Aguk Shagin (Note: Агук Шагин; Ӏовхойн ШаӀин; also spelled Aukhovsky Shagin, Shagin Aguku or Shain Aukharu) was a Chechen commander during the Second Arab–Khazar War and the chieftain of the Chechen region of Aukh until his capture in 736.

Shagin was the commander of the Aukh detachments in the Khazar army, and, according to Aidayev, one of the most important generals in the Khazar army. The Aukhs had already positive diplomatic and economical ties with the Khazar Khaganate, as evidenced by excavations on the outskirts of the village Novokuli. (Note: Новокули; ГӀачалкъа)
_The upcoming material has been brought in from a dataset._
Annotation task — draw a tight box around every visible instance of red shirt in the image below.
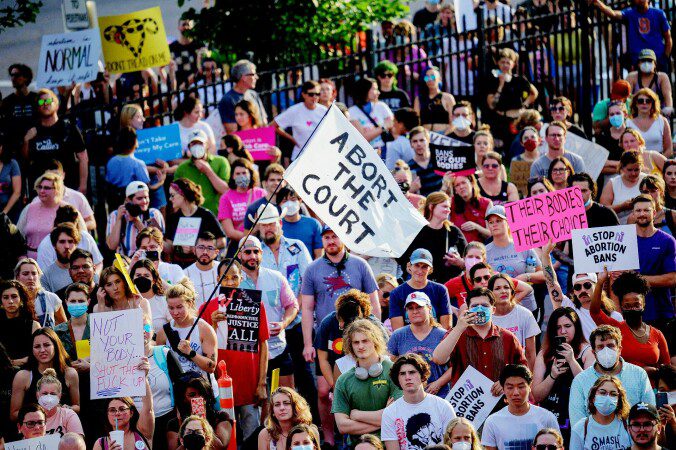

Between the years 735–736, the Aukhs, led by Shagin, waged a fierce struggle against the invading Arab armies of Marwan II, who was invading the Khazar Khaganate. The Arabs first besieged and captured the fortress of Khasni–Khisnumma (Note: Хазар–Kала; ГӀазар–ГӀала) and then advanced on the Aukh fortress Keshen (Note: Чапаево; Кешен–Эвла) and besieged it, which also succumbed to the Arab forces. Aguk Shagin himself was captured during the attack on Keshen and his later life is unknown.

Following the successful campaign in Aukh, the Arab army continued their punitive expedition into the rest of modern–day Chechnya between 736 and 738.